Energy Demand Outlook
The ‘Energy paradox’ appears acute if corporate energy outlooks are considered. Long-term energy outlooks are published by many of the leading trans-national oil groups, with most maintaining a commitment to fossil fuel exploration and exploitation to at least 2040 and beyond. Many of these scenarios are potentially incompatible with a two degree carbon constrained world. Where companies recognise climate change at all, it is in the main through adaptation rather than constraint.
BP’s Energy Outlook exemplifies this paradox. They project energy demand continuing to rise to the mid-century point, with up to 60% of additional need being met from fossil fuels. In their outlook in 2035, up to 80% of total energy supplies come from fossil fuels with gas accounting for much of this growth (gas in their projection only finally replaces coal as the predominant energy source in the 2030s).
Coal overall slows to 0.5% growth per annum with gas only overtaking coal as late as 2035. China accounts for 50% of all coal supply by 2035. Coal demand is projected to fall dramatically in OECD countries, but to remain resilient in emerging and non-OECD territories where it is both cheap and abundant.

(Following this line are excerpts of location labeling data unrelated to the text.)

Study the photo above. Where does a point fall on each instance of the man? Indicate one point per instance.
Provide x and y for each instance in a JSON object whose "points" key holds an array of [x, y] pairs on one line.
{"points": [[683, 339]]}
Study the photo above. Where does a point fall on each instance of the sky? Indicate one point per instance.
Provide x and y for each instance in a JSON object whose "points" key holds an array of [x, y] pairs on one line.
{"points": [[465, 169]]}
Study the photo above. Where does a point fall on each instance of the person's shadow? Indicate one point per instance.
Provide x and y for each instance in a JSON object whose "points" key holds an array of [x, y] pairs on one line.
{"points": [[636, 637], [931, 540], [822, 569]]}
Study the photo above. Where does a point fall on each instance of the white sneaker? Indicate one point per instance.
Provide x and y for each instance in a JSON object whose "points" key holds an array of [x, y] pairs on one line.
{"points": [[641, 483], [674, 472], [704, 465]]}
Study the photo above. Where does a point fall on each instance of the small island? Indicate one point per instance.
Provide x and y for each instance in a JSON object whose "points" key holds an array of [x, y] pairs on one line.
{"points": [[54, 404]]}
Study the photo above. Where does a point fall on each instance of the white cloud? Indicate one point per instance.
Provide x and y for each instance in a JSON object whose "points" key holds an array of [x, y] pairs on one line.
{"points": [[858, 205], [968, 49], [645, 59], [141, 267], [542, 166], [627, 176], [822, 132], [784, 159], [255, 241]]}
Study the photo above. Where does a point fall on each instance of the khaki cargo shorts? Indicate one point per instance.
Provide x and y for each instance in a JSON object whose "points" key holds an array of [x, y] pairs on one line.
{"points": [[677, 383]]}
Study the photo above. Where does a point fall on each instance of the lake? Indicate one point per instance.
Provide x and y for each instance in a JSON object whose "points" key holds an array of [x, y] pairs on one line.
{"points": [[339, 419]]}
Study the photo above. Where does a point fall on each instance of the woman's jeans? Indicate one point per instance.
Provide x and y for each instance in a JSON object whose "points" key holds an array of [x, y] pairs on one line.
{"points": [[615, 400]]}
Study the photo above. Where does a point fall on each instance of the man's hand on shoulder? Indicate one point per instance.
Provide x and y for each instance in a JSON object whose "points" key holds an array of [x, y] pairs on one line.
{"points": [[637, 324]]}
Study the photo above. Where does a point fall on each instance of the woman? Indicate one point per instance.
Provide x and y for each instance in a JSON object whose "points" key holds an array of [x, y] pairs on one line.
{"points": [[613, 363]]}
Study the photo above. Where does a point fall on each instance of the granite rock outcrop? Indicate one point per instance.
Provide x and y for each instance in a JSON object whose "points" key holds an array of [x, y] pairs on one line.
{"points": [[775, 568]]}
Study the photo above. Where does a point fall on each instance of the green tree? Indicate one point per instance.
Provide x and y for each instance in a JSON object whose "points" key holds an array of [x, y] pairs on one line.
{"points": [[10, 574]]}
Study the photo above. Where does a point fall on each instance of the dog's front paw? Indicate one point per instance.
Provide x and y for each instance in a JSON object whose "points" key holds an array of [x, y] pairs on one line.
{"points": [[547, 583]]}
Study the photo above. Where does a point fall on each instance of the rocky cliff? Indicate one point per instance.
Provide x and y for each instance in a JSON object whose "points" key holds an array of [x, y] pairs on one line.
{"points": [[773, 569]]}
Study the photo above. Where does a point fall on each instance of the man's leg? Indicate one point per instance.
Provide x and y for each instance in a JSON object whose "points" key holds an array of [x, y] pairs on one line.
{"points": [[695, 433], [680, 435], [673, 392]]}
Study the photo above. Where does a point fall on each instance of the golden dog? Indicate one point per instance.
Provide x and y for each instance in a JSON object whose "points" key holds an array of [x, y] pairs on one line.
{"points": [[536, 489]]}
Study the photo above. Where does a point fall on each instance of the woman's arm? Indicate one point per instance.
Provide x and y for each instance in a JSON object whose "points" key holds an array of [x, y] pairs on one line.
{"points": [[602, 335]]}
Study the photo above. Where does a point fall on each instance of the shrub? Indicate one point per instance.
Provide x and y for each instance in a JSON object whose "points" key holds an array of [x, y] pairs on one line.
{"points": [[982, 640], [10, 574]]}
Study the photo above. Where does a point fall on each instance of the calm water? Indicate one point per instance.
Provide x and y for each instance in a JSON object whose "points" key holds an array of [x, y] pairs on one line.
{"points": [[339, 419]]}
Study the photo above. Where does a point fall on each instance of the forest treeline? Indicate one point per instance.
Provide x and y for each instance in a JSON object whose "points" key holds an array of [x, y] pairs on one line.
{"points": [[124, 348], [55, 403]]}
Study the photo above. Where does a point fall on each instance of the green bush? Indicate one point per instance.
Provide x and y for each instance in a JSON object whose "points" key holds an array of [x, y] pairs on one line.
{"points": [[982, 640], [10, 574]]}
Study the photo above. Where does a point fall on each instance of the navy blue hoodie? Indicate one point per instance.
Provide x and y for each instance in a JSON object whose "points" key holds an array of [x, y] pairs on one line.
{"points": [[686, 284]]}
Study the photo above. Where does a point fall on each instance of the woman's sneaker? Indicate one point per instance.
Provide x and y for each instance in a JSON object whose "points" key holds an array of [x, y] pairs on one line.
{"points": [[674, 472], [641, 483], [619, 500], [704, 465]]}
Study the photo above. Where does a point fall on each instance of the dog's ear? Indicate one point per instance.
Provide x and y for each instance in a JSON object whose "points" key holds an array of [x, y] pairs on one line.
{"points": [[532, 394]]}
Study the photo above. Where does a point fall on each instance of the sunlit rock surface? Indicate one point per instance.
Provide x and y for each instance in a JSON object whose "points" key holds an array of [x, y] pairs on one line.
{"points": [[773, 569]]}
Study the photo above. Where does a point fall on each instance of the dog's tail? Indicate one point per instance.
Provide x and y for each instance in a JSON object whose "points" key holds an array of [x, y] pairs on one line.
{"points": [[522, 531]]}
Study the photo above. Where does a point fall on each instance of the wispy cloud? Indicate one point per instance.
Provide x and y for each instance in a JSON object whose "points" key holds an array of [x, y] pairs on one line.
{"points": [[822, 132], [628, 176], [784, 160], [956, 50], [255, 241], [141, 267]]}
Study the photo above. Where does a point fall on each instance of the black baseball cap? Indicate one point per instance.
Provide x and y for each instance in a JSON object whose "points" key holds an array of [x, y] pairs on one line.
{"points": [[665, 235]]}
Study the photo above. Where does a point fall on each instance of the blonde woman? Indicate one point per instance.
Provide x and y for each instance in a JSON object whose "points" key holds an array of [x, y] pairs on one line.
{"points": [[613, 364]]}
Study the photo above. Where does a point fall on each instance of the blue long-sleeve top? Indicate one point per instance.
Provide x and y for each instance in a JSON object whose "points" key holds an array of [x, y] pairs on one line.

In BP’s outlook, renewables constitute the overall fastest growing energy source, quadrupling by 2025. However, they view integrating intermittent supply beyond 30% of the total energy supply as representing a built-in constraint to the renewables sector that will ultimately prove self-limiting in terms of growth potential.
A Note on Oil Sands
Oil sands comprise heavy, bitumen based deposits and are highly energy intensive in terms of extraction and production. Whilst present in many territories, they have been extracted principally in Alberta, Canada which holds around 70% of total reserves. In Canada, deposits are either shallow enough to be mined in open-cast fashion or are extracted via Steam Assisted Gravity Drainage (SAGD) method whereby bitumen is softened via the steam injection at depth. The latter method is water and energy intensive, whilst shallow open-cast mining has led to wide-scale environmental despoliation.
On a life-cycle basis, Albertan oil sands (also known as ‘tar sands’) emit more carbon than Brent crude. Analysis suggests Canadian oil sands are between 8-24% higher in carbon intensity than conventional, lighter crudes. Although Canada has set ambitious emission reduction targets, the sector remains a ‘climate outlier’. Many of the world’s largest oil and energy companies have (or had) oil sands in their inventory including BP, Shell, Statoil and Total, however these have come under considerable economic pressure as oil prices declined.
Fossil Fuel Divestment
The concept of a carbon budget and the resulting stranded assets theory has focused investor concerns. Over half of our 2015 client enquiries related to climate change, fossil fuel divestment and fossil fuel free portfolios. We responded by publishing an SRI Expert Brief, looking at Fossil Fuel Divestment. The campaign has attracted strong support among colleges and church groups as well as, for instance, the Guardian’s ‘Keep it in the Ground’ Campaign. Whilst at a simplistic level divestment from coal and oil reserves redirects capital away from hydrocarbon production, it leaves open to question significant contributors to climate change outside of these core sectors e.g. airlines, car manufacturers, power generation, steel making and chemicals.
Nevertheless we do view embedded carbon as an inherent and material risk to portfolios and the final part of this Insight will look at how we have approached the subject and the course of action taken.
We note too, the concerns clients rightly have about climate change and the potential responsibilities of Trustees for instance to ensure climate risk is taken into account. This view was supported by a ground-breaking legal opinion in 2016 that concluded that investment in climate intensive assets is likely to be irreconcilable for environmental, health and poverty related charities, and potentially incompatible for others where the consequences of climate change may lead to the erosion or ‘stranding’ of assets over time.
Climate and Investment
2016 was the first year in human history that atmospheric carbon exceeded 400ppm for every month of the year. 2013 was the last year in which carbon was measured at below 400ppm for the entire year.
The average concentration of atmospheric carbon has risen from 316ppm in 1959, the first complete year of measurement and overall represents a 40% increase since pre-industrial times when the average concentration was assessed as 280ppm (1750-1850).
The impact of warming can already be seen in rising sea levels, the contraction of Arctic sea ice (13% reduction since the 1970s), the increasing prevalence of extreme weather events and ocean acidity affecting marine ecology. All current scenarios are modelled to keep atmospheric carbon below 450ppm (two degrees), the level at which ‘catastrophic climate change’ is widely believed to be irreversible. Global average temperatures are already 1.460C above pre-industrial averages.